A new approach to New Year’s resolutions
By Mike Nichols
Mayor, Solana BeachWith every New Year comes the tradition of a New Year’s Resolution. This year is probably no different than others. Most individuals look back at the previous year and make a commitment to change a habit or some aspect of them selves in the coming year. New Year’s resolutions offer us a great motivation to make a positive difference in our lives, such as focusing on our health, getting out of debt or reconnecting with long-lost friends.
But, statistically, over 20 percent of us have already abandoned these resolutions by the print date of this column and over half of us will have forgotten about these undertakings by March.
So, considering the drop-off rates associated with many of our individual resolutions, I thought perhaps there might be better results if we had strength in numbers and attempted to make a collective city-wide “New Year’s Resolution.” It sounds idealistic, I know, but hear me out and you decide.

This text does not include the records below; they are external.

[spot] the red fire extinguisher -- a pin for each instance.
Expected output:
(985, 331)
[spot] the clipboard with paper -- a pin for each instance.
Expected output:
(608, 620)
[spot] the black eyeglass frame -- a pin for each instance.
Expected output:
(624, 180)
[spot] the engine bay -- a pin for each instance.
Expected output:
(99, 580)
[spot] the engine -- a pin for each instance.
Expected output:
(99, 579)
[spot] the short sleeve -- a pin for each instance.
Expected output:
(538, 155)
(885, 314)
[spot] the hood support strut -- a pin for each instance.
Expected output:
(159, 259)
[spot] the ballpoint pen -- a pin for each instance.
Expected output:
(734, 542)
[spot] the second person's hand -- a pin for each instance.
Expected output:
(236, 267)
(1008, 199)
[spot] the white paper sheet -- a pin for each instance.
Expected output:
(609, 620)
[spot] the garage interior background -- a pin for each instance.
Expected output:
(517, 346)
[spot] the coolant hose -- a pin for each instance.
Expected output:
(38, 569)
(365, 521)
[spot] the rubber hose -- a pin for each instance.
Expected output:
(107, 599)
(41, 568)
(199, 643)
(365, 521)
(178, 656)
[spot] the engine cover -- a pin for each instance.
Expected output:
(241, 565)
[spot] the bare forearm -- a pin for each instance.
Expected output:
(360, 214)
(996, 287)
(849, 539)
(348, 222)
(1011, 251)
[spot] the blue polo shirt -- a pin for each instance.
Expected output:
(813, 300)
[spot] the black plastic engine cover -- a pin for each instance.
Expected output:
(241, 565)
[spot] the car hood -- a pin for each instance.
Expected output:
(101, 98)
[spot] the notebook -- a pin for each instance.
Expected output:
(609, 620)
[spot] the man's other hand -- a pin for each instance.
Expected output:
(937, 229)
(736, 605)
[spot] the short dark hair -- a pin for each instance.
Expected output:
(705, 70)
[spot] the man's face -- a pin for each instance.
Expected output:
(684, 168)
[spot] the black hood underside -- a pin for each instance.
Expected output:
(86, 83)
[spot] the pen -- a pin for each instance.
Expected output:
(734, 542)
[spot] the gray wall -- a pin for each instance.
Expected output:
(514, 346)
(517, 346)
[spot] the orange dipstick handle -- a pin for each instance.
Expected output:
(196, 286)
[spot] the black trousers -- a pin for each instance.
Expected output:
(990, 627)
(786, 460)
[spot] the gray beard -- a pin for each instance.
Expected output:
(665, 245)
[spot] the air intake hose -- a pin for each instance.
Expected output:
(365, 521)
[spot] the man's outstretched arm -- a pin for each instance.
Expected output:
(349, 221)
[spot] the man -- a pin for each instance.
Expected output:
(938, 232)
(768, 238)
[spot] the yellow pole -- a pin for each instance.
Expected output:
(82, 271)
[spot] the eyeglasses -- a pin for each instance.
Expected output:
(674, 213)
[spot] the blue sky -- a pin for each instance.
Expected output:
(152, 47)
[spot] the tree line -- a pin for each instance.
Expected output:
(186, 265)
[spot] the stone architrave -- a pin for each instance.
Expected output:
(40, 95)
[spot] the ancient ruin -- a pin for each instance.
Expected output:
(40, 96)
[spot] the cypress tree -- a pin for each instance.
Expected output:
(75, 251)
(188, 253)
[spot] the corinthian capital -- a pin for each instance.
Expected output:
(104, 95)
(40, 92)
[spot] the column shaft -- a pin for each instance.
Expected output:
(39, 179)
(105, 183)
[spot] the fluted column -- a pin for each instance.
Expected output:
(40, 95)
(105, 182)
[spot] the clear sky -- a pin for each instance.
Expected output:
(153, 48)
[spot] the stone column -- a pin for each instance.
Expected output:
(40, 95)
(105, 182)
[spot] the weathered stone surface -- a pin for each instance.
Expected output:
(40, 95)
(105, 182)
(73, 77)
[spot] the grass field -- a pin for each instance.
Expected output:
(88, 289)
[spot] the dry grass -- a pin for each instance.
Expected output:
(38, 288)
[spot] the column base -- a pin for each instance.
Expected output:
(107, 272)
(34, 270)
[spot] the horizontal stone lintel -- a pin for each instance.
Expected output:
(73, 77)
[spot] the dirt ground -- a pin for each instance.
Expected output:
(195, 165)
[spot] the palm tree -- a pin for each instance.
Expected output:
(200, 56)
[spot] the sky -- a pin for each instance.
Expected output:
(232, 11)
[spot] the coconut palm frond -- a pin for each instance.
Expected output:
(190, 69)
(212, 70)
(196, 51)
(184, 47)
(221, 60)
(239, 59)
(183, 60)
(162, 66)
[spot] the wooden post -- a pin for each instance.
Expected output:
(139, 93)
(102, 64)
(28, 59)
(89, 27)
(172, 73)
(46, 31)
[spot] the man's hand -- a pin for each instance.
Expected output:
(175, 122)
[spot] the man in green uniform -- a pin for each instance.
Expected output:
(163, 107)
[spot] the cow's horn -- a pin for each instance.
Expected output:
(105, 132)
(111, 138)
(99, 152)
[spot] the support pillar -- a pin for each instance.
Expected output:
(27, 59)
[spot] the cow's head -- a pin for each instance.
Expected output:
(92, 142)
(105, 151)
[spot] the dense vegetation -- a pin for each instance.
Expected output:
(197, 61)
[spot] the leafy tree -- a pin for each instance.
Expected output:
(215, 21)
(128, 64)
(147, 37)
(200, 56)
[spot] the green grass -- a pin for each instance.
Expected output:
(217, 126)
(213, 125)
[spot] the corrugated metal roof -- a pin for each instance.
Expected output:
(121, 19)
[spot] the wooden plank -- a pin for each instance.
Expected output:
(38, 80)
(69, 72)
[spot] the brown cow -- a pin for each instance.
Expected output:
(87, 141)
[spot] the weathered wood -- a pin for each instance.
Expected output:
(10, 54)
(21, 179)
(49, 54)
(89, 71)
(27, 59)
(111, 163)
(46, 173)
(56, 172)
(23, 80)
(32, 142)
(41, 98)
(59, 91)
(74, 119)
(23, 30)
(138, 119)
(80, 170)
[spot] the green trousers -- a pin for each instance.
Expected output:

Many of the calls the City and the City Council receive over the course of the year are related to neighborhood concerns. The topics of the calls include noise complaints, litter problems, speeding cars and traffic safety concerns, overgrown landscaping and uncontrolled pets. Some of these issues are covered by ordinances, but all of these issues are controllable by individual behavior and conscious decision-making, which does not take government involvement to resolve.
With that said, my New Year’s resolution challenge to the community is simple and most people will have no problem keeping it beyond the next twelve months: It’s a pledge to be considerate and neighborly to those around you. It can be as easy as opening a door for somebody who has their hands full, to picking up litter on the street, slowing down when driving through residential areas or trimming back trees and shrubs that are blocking someone else’s view. These simple acts of kindness can be addictive and will likely come back to you in return.
I’m hopeful that collectively we can all prove the statistics wrong and maintain this New Year’s resolution throughout the year and beyond, while making our great community a better and friendlier place to live.